Nvidia’s H20 AI chips have managed to dodge looming export restrictions—at least for now—thanks to a behind-the-scenes negotiation between Nvidia CEO Jensen Huang and former U.S. President Donald Trump.
According to NPR, the pivotal moment came during a private dinner at Trump’s Mar-a-Lago estate last week. During the meeting, Huang reportedly pledged to invest in new AI data centers across the U.S., a move that may have persuaded the administration to hold off on imposing new export controls.

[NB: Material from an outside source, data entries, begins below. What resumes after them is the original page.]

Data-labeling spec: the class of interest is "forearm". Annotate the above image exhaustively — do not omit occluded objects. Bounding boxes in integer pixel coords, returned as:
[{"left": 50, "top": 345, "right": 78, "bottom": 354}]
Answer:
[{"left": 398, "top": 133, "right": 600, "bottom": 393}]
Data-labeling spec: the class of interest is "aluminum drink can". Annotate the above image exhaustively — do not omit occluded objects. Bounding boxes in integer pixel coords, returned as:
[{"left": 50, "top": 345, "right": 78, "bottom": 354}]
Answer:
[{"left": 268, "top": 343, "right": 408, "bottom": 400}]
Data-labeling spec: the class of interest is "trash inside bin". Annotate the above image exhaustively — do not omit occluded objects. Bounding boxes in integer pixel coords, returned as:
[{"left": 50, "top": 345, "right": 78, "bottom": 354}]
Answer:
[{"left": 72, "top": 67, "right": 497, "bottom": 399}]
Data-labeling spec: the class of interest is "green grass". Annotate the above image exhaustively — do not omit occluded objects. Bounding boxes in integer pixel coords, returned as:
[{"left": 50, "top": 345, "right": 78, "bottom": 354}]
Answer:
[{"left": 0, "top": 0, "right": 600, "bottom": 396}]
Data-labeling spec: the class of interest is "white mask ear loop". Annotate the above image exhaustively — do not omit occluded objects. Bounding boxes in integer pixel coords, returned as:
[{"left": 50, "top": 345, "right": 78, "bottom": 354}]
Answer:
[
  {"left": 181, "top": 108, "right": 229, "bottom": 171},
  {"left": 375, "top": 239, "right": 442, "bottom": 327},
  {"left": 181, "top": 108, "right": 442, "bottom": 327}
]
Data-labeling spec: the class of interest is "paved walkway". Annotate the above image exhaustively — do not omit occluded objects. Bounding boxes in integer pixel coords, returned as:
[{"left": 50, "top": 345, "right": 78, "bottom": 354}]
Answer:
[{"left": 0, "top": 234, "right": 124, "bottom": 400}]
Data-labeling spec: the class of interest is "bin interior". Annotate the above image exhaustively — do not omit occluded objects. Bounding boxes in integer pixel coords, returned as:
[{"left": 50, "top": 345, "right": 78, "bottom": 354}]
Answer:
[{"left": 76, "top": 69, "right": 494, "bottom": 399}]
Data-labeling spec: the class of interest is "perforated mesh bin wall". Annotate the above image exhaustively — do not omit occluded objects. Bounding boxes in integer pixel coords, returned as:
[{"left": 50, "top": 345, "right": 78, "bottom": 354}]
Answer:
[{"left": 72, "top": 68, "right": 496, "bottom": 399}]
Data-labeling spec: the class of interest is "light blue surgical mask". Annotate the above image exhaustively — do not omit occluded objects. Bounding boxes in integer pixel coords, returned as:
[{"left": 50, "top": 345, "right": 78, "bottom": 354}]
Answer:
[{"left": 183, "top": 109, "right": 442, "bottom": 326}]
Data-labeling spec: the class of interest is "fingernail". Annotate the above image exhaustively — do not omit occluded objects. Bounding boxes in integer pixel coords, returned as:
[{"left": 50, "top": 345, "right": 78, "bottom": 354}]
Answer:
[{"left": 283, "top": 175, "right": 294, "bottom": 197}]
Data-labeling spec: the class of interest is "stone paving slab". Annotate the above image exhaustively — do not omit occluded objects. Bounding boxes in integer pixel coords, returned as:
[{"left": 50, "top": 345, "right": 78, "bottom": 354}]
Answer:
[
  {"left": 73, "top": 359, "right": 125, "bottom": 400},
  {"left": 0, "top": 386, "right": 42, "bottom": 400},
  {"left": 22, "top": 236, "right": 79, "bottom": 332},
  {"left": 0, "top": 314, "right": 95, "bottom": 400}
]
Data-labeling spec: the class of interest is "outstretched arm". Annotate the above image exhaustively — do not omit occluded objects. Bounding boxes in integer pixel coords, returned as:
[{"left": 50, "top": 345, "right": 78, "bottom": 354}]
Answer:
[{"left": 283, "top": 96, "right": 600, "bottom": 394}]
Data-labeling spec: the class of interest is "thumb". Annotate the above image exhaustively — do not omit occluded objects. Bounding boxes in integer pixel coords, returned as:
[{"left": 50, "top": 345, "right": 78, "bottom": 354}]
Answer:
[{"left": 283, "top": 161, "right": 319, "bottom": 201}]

Nvidia has declined to comment on the matter, but sources say the deal helped safeguard the H20—currently the most advanced Nvidia chip still allowed for export to China. Although modified to comply with existing U.S. restrictions, the H20 remains a critical tool in the global AI arms race.
Earlier this year, the chip was used by Chinese startup DeepSeek to train its R1 open-source AI model. The model generated buzz in the tech world for rivaling systems built by leading U.S. labs like OpenAI. That performance raised concerns in Washington and triggered calls from both Republican and Democratic senators for stricter controls on H20 chip exports.
The Trump administration itself had reportedly been preparing restrictions before this sudden policy reversal. The shift, while not entirely surprising, highlights a recurring theme in Trump-era policy: using economic incentives and pressure tactics to drive domestic investment in strategic sectors like AI.
Political Pressure and Strategic Investments Shift U.S. AI Policy
This decision to delay restrictions appears to conflict with Trump’s broader goal of maintaining U.S. leadership in AI. Allowing Nvidia to continue selling H20 chips to Chinese companies could inadvertently support China’s rapid AI advancement.
Adding to the contradiction, Trump’s administration has opted to retain the AI export rules first introduced by President Joe Biden earlier this year. These regulations severely limit chip exports not just to China and Russia, but also to several allied nations.
Nvidia has criticized the policy, describing the layered restrictions as “unprecedented and misguided.” The company argues that such barriers will stifle international AI development and curb innovation globally.
Meanwhile, other tech giants are adapting their strategies to align with Trump’s America-first stance. OpenAI recently partnered with SoftBank and Oracle on a $500 billion project to build massive U.S.-based data centers. Microsoft followed suit, pledging $80 billion in AI data infrastructure investments—with half committed to projects inside the U.S.
Trump has not hesitated to use threats to achieve his goals. He allegedly warned Taiwanese semiconductor leader TSMC that it could face up to a 100% tax unless it committed to building chip manufacturing facilities on American soil.
For Nvidia, the temporary win may come at a longer-term cost. The company’s H20 chips remain under intense scrutiny. As AI competition between the U.S. and China escalates, future policy reversals could happen fast.
The bigger question now is whether short-term business wins are worth the long-term geopolitical risks.